Abstract

ABSTRACT This article explores the history and impact, from the end of the Cold War to the present, of the intertwined relationships between increased Holocaust consciousness, the rise of moral pedagogies and political rhetorics of anti-antisemitism, and the emotionalization of Western politics and public discourse. The surge of interest in Holocaust memory in the 1990s was closely connected with the new prominence of feelings in that decade, and particularly with the widespread emphasis on empathy with suffering. Deep-seated traditions within Western culture, including within Judaism itself, of ascribing special meaning to Jewish suffering played an important role in the emergence in this decade of “redemptive anti-antisemitism.” This outlook, which rapidly attained consensus status in public debate and especially in moralized Holocaust pedagogy, enshrined opposition to antisemitism, understood as the key lesson of the Holocaust, as the key gateway to the overcoming of all hatreds and prejudices.
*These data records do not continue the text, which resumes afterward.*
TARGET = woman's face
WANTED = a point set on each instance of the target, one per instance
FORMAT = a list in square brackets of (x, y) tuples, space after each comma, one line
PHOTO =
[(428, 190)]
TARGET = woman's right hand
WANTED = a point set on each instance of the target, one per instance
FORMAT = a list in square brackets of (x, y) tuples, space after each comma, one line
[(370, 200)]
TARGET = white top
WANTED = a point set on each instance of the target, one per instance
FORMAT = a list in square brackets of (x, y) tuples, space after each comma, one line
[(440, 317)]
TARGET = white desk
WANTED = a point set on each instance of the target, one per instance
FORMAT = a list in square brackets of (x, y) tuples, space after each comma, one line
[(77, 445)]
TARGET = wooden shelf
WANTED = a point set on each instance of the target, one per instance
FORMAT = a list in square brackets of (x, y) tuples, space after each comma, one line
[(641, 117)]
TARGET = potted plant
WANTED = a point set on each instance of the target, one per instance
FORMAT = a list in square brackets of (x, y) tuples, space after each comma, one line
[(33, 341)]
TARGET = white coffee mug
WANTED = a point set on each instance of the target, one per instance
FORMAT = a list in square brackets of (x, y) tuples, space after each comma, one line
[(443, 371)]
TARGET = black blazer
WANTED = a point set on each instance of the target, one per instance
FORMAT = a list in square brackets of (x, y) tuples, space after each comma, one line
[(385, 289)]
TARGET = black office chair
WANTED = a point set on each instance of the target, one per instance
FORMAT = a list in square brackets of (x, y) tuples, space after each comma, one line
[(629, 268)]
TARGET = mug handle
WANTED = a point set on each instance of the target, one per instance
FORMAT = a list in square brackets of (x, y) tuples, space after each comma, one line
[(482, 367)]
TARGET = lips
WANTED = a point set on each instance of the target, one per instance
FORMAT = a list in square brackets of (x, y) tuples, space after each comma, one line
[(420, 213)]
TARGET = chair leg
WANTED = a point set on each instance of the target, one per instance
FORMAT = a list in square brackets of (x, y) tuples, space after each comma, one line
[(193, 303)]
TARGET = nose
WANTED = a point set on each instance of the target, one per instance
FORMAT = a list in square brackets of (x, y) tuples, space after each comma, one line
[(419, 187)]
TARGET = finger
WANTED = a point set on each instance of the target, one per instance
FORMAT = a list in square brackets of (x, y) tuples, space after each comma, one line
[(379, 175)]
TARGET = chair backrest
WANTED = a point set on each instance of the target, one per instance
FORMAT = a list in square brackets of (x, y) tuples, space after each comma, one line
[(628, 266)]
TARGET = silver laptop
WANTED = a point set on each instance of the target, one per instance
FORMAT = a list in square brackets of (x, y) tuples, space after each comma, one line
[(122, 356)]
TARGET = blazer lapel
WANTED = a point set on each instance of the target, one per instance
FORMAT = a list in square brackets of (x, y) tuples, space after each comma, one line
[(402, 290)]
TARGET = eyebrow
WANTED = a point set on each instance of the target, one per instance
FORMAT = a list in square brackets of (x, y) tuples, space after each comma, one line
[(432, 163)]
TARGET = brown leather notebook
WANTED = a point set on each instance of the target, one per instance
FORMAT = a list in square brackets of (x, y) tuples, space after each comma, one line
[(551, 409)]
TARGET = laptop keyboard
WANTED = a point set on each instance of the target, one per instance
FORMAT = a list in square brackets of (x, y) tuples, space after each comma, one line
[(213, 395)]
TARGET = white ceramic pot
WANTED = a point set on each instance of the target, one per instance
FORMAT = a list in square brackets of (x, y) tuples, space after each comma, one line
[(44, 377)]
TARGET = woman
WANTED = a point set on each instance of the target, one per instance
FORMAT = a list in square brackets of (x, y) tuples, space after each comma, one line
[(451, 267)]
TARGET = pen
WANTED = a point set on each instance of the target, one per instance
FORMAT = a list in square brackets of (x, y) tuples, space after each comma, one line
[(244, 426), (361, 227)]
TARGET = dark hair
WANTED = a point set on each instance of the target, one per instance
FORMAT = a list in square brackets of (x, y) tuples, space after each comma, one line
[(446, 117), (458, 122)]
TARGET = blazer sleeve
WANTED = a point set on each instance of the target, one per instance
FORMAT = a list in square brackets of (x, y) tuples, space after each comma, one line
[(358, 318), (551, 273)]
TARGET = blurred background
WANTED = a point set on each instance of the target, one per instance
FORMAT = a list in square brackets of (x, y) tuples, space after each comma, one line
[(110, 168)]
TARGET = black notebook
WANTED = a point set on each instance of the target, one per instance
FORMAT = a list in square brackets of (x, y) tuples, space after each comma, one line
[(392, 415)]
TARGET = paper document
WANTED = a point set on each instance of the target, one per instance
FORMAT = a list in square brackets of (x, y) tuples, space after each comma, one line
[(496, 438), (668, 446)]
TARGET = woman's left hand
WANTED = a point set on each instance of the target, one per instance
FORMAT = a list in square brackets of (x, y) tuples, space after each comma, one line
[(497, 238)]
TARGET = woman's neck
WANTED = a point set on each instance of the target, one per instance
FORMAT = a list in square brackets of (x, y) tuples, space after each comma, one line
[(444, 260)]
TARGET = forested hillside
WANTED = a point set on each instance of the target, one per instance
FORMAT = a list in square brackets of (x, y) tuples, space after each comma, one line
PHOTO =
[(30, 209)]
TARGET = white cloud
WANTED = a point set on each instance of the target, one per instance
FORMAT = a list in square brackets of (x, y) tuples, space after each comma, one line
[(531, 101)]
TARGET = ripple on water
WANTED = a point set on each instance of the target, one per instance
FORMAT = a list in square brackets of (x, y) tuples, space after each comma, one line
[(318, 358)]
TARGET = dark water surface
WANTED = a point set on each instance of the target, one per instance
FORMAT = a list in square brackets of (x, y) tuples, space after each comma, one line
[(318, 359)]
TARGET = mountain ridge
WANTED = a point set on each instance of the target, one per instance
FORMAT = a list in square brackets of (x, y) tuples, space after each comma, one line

After 9/11 and the outbreak of the Second Intifada, this universalist optimism became increasingly difficult to sustain. With Palestinians and Israelis engaged in intense competition for international public empathy, the emotional authority of anti-antisemitism became entangled with responses to this conflict. The Israeli military assault on Gaza in January 2009 generated particularly intense arguments over the politics of empathy. Since then, in different but related ways in various Western countries, the political and emotional priority accorded to anti-antisemitism has increasingly stood in a rivalrous or antagonistic rather than a solidaristic relationship with campaigns against other forms of prejudice, especially with respect to Islamophobia. The charged cultural and political resonance of appeals to empathy with Jewish suffering can only be understood through a historical understanding of how the emotional fabric of contemporary Western public debate is shaped by the deep roots of exceptionalist thinking about the Holocaust and antisemitism.